I have watched my children as they grow — when they feel an emotion, they express it, immediately. And it doesn’t look pretty. It is unorganized and loud and messy and obnoxious. We call it temper tantrums and blame it on the inability to control their feelings. And it’s our job, as mature adults, to teach them to control themselves. But what if we embraced the temper tantrums? What if we let them feel those feels? And then, when they were done, we just moved on with our day. Why are we always trying to control everything? Why are we always trying to hide our emotions? Why do we tell our sons not to cry and our daughters to be strong? Isn’t all this just a part of being human? If we have the ability to cry, why don’t we?   

My dad passed away on January 7, 2021 at 11:15 pm. I listened to his heartbeat until it stopped and I will never be the same.  

2 responses so far

2 Responses to “Grief”

  1. Alex Lewison 11 Mar 2024 at 1:05 am

    Jaya,

    To allow ourselves the freedom to feel is to allow ourselves the opportunity to let healing take hold deep within us. You will never be the same from your loss, the Jaya that was pre Jan 7 2021 is not you anymore and you have been replaced with a new you, one with new eyes and a new outlook on the world; yet you are still Jaya.
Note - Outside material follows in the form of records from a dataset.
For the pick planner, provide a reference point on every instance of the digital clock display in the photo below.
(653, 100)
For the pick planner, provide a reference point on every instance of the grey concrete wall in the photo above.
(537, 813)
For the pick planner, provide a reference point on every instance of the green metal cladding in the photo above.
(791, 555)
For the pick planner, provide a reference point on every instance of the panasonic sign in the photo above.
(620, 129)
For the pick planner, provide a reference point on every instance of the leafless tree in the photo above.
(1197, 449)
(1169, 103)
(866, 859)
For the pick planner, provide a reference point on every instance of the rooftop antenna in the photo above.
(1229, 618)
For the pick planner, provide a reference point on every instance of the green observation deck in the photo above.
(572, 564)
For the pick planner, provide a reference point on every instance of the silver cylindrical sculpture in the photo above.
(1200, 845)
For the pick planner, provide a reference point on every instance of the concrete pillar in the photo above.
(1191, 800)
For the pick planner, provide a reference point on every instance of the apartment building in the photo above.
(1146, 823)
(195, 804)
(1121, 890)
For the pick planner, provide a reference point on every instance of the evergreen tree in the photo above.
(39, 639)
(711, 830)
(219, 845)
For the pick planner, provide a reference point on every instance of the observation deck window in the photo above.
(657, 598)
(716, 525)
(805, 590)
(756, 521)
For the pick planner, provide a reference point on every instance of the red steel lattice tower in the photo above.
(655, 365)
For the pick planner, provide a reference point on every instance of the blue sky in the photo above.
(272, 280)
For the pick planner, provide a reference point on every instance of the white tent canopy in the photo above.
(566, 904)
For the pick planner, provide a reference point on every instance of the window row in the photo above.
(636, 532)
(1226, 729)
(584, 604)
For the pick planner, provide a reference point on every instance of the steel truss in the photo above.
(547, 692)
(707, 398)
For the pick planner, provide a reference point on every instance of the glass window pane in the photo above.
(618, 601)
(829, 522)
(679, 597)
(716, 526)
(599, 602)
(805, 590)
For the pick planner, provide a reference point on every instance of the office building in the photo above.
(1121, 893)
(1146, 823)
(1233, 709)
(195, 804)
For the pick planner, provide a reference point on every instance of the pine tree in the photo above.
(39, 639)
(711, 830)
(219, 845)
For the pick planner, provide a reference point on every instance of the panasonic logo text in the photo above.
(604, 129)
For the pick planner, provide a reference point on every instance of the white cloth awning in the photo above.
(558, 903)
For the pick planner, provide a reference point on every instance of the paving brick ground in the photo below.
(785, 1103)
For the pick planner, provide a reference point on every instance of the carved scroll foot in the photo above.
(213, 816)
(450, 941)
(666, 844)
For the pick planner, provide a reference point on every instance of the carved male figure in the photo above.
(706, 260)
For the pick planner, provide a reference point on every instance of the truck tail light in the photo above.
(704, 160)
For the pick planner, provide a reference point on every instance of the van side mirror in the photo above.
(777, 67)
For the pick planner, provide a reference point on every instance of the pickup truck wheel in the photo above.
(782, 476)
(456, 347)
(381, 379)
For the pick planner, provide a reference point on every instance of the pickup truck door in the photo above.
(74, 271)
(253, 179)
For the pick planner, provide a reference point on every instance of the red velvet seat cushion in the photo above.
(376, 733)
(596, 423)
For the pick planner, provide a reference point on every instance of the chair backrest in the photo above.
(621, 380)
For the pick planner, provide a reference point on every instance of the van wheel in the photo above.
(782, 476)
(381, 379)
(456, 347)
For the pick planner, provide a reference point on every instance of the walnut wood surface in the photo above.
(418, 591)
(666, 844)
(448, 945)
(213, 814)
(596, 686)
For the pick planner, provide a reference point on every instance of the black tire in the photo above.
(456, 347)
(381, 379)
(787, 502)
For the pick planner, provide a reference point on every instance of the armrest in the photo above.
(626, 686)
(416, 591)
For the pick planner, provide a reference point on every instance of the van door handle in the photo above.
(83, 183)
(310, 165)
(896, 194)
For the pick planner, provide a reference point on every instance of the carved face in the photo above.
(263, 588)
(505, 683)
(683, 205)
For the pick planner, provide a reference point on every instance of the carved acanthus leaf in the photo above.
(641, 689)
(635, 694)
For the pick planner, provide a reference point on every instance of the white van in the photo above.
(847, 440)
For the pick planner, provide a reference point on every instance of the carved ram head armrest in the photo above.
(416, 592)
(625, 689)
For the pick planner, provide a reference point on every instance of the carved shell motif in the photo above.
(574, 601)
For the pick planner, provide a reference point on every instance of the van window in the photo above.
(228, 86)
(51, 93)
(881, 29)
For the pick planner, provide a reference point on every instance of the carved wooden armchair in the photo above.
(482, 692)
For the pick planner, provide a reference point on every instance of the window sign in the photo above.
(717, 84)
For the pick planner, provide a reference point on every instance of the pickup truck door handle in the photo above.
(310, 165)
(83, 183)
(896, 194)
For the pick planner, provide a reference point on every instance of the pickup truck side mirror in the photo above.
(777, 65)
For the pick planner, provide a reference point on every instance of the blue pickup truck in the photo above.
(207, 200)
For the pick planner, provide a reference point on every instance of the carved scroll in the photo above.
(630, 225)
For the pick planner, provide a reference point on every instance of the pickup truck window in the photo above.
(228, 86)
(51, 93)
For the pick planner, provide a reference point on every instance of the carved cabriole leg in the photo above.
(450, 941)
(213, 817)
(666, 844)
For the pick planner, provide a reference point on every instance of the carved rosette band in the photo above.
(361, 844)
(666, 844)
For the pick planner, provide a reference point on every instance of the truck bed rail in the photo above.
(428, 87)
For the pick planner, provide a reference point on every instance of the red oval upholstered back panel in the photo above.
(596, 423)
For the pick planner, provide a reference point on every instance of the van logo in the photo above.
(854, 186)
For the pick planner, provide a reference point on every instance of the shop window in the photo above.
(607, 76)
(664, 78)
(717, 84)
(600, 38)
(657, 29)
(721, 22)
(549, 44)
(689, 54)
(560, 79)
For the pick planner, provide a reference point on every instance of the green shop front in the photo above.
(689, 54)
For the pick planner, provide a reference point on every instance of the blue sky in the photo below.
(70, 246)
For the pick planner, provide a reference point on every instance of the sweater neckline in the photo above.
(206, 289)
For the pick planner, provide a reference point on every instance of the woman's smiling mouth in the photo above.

The trauma of loosing your father will be a part of you, forever. You are learning to live with it, to heal. And as you are seeing, we are forever on that healing journey, and it is never finished. Your journey is an immense, beautiful story that touches so many people! You spread joy everywhere you go!

    This is such beautiful raw honesty. Thank you for sharing it with the world! I love you dearly, and am watching you navigate through this tough time in awe; you are truly amazing!

    Love you and I’m here for you always!
    KEEP WRITING!!
    XO

  2. JayaMaeon 13 Mar 2024 at 9:45 am

    Oh friend, I am so thankful for you in my life. I love you.